Jessie had known Holt Claiborne her entire life and had harbored a crush on him for half of it. She only wished he could see her as a desirable woman and not just the girl who served up his favorite carne asada every Thursday night at Rosa’s Cantina, the Mexican restaurant she helped her father run on the outskirts of Last Stand, Texas. Her grandfather had purchased the restaurant just weeks before he married Jessie’s grandmother, Rosa-Maria, and had named the cantina after his bride. More than forty years had passed since then. But there had always been a cantina on this site, even before the skirmish that occurred during the Texas Revolution, when a group of local men had holed themselves up in the saloon and successfully held off a band of Mexican soldiers. The small, brief battle gave the town of Last Stand both an identity and a name. A marker located in town provided the names of the heroes involved, including Sherman “Shotgun” Claiborne, Holt’s great-great-grandfather. Rumor had it that he had abducted the beautiful daughter of a local Mexican rancher and forced her at gunpoint to marry him. Nobody knew for certain if that part of the story was true, but the marriage had apparently been a happy one, producing a half dozen children.

Looking at Holt now, Jessie thought he wouldn’t need to force her to marry him. All he’d need to do is ask and she’d run off with him. Not that that was likely to happen. Holt had been married once, years ago. It had ended badly and some said he’d sworn never to get married again. Not that Jessie was looking for a husband, but she wouldn’t say no to a little romance. Or even better, a torrid love affair. Although that wasn’t likely, either, she thought dismally. She’d been friends with Holt’s two younger sisters since childhood, and her grandmother, Rosa-Maria, had been the Claibornes’ housekeeper and cook at Riverrun Ranch for more than twenty years. If Holt thought of her at all, it was probably as a family friend and nothing more.

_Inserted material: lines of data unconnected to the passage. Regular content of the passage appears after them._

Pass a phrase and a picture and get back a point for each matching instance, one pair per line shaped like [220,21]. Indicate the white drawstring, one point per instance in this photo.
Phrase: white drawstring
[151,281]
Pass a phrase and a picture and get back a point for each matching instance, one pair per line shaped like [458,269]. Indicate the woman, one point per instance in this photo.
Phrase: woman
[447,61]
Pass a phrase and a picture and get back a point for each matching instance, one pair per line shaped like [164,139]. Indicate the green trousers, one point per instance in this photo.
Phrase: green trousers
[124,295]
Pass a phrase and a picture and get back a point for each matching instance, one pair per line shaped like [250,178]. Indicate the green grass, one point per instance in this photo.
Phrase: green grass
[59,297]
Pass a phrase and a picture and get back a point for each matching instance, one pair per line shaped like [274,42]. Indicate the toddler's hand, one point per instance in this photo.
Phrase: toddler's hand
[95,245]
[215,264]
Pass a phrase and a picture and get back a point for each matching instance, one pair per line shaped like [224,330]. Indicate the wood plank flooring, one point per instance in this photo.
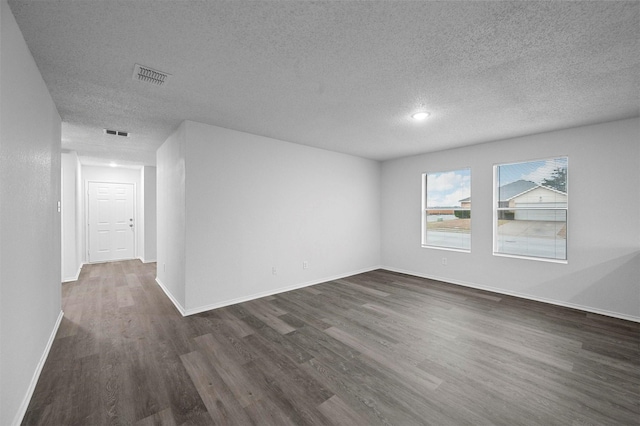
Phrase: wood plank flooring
[378,348]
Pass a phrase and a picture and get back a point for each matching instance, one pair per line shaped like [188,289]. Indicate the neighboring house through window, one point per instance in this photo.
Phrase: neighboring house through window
[446,210]
[530,209]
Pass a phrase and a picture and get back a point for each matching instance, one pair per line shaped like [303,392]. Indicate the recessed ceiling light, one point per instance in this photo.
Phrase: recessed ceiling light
[420,115]
[116,133]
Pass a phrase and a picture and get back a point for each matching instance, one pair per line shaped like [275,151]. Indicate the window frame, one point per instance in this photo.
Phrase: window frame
[424,214]
[496,209]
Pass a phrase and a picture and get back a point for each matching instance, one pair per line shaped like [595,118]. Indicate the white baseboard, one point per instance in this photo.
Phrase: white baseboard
[36,375]
[517,294]
[254,296]
[74,278]
[170,296]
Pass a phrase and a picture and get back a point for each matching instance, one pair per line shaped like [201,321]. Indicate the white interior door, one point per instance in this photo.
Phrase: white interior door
[110,221]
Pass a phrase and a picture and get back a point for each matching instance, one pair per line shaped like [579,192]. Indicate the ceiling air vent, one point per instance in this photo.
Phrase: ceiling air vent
[116,133]
[149,75]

She needed to change that.

Tonight, he was with his two younger brothers, Evan and Luke. They were twins, but not identical. Technically, they were Holt’s half brothers. Their father, Gus Claiborne, had been married three times and had children from each marriage, and a fifth child from an affair he’d had during his last marriage. Now the three men sat down at a table near the bar.

“I’ll take this one,” Jessie said to Katie, one of the waitresses.

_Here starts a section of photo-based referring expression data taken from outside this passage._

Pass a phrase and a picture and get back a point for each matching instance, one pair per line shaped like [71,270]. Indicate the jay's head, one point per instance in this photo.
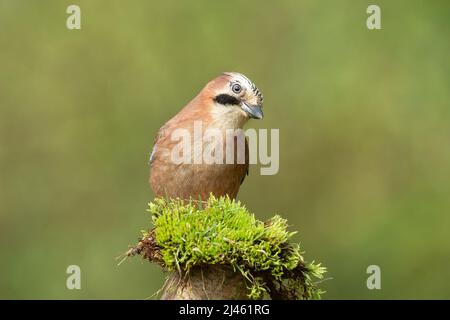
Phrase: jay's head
[235,98]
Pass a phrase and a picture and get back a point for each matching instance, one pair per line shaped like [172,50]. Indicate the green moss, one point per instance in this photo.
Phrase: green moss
[224,232]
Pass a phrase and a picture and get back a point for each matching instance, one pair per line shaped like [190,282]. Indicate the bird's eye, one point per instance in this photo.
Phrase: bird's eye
[236,88]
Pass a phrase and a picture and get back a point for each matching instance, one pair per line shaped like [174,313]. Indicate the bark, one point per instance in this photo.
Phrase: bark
[205,283]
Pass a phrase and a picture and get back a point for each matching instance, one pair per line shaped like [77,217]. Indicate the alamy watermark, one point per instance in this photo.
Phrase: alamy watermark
[218,146]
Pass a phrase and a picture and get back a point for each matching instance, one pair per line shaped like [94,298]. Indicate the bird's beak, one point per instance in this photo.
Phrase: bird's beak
[254,111]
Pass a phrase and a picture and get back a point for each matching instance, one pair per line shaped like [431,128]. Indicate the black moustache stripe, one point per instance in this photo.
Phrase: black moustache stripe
[226,99]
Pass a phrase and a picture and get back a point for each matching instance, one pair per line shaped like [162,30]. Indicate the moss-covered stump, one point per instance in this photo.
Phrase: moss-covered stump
[219,250]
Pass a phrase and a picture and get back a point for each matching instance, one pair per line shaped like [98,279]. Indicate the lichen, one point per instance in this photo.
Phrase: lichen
[222,231]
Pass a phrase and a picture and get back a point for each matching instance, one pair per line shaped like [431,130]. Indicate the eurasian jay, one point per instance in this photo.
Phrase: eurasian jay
[226,102]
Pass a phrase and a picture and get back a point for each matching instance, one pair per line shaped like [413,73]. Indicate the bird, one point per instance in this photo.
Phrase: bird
[226,102]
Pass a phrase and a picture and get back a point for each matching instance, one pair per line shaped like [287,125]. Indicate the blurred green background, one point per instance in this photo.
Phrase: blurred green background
[364,119]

“But you’re not even a server,” Katie protested. “You’re the manager. You shouldn’t be waiting tables.”

“These guys are . . . special,” she said. Katie was new to the restaurant, so she didn’t yet realize that Jessie waited on the Claiborne brothers whenever they came into Rosa’s Cantina. “My grandmother works for them and we’ve known the family forever. Call it a professional courtesy.”

She loaded a basket filled with warm tortilla chips and a bowl of homemade salsa onto a tray and made her way through the restaurant to their table. The cantina was crowded and noisy, the Mexican guitar music that played through unseen speakers competing with the sounds of people talking and laughing. Overhead, dozens of brightly colored bulbs gave the large room a festive atmosphere, and strings of papel picado banners, cut from colorful tissue paper, crisscrossed the antique-tin ceiling.

“Good evening, boys,” Jessie said cheerfully as she set the food down on the table. She couldn’t help sliding a hopeful glance at Holt, but he was focused on his menu with a single-minded intensity, as if he’d never seen it before and had no idea what to order. That might have worked, if he hadn’t been coming to the cantina every Thursday night for the past eight years.

He was deliberately trying to avoid talking to her.

“Hey, Jessie,” Luke said with a friendly smile.

“Nice to see you, Jess,” Evan added, giving her a cheeky wink. “As always.”